Create Dummy Array for Inverse Transformation:
A zero-filled NumPy array named dummies is created with rows equal to the number of test samples and columns equal to the number of days plus one. This array is used to accommodate the scaler’s expected input shape during inverse scaling.

Insert Predictions for Inverse Scaling:
The flattened test predictions are assigned to the first column of the dummy array. This setup allows the scaler to inverse transform only the relevant feature (the predicted 'Close' values).

Inverse Transform the Predicted Values:
The dummy array is passed to the scaler’s inverse_transform method, converting the scaled predictions back to their original scale. The first column of this inversely transformed array is deep-copied into test_predictions, now representing the predicted closing prices in the original scale.

Print Test Predictions:
The final array of test predictions is printed to the console for inspection.

Prepare Actual Test Targets for Inverse Scaling:
A similar dummy array of zeros is created for the actual test target values. Since the targets are stored as tensors on the GPU, they are flattened, moved to the CPU, and converted to NumPy arrays before assignment to the dummy array.

Inverse Transform Actual Test Targets:
The dummy array containing the actual scaled target values is inverse transformed back to the original scale, and the results are copied into new_y_test, representing the true closing prices for the test set in their original scale.

Plotting Actual and Predicted Stock Closing Prices

Plot Actual Closing Prices:
The actual closing prices stored in new_y_test are plotted as a line graph. A label “Actual Close” is added for the legend.

Plot Predicted Closing Prices:
The predicted closing prices stored in test_predictions are plotted on the same graph for comparison, with the label “Predicted Close”.

Label Axes:
The x-axis is labeled “Day” to indicate the time sequence, and the y-axis is labeled “Close” to represent stock closing prices.

Add Legend:
A legend is displayed on the plot to distinguish between the actual and predicted lines.

Display the Plot:
The plot is shown interactively, allowing visual assessment of model performance.

Save the Plot:
Finally, the plot is saved as an image file named plot_spp-lSTM_predicted3.jpg inside the images directory for documentation or future reference.

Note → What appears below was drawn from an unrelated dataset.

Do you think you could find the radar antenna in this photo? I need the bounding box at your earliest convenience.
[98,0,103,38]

That is the end of the program.

another app

Project Workflow

Fetch Stock Data:
Use the yfinance to download historical stock data. The data includes Open, Close, High, and Low prices.

Visualize Stock Trends:
Create plots for Open and Close prices over time.

Calculate Moving Averages:
Compute 100-day, 200-day, and 300-day moving averages.

Split Data:
Divide the data into training (80%) and testing (20%) datasets.

Preprocess the Data:
Scale the stock prices to the range [0, 1] using MinMaxScaler and create sliding window sequences of the past 100 days as input for the model.

Define the LSTM Model:
Implement the LSTM model in PyTorch. The parameter supplied is 100-day sequences of stock prices. The model predicts the next day's price.

Convert Data to PyTorch Tensors:
Prepare the training data and convert the NumPy arrays to PyTorch tensors.

Train the Model:
Optimize the model using Mean Squared Error Loss (MSE).

Test the Model:
Evaluate the model on the test data, make predictions, and compare them against actual values.

Visualize Results:
Plot the predicted prices against the actual prices.

Predict Next-Day Price:
Use the most recent 100 days of data to predict the stock's next day closing price.

Compare Predictions:
Compare the most recent actual closing price to the predicted next day's price and calculate the percentage difference.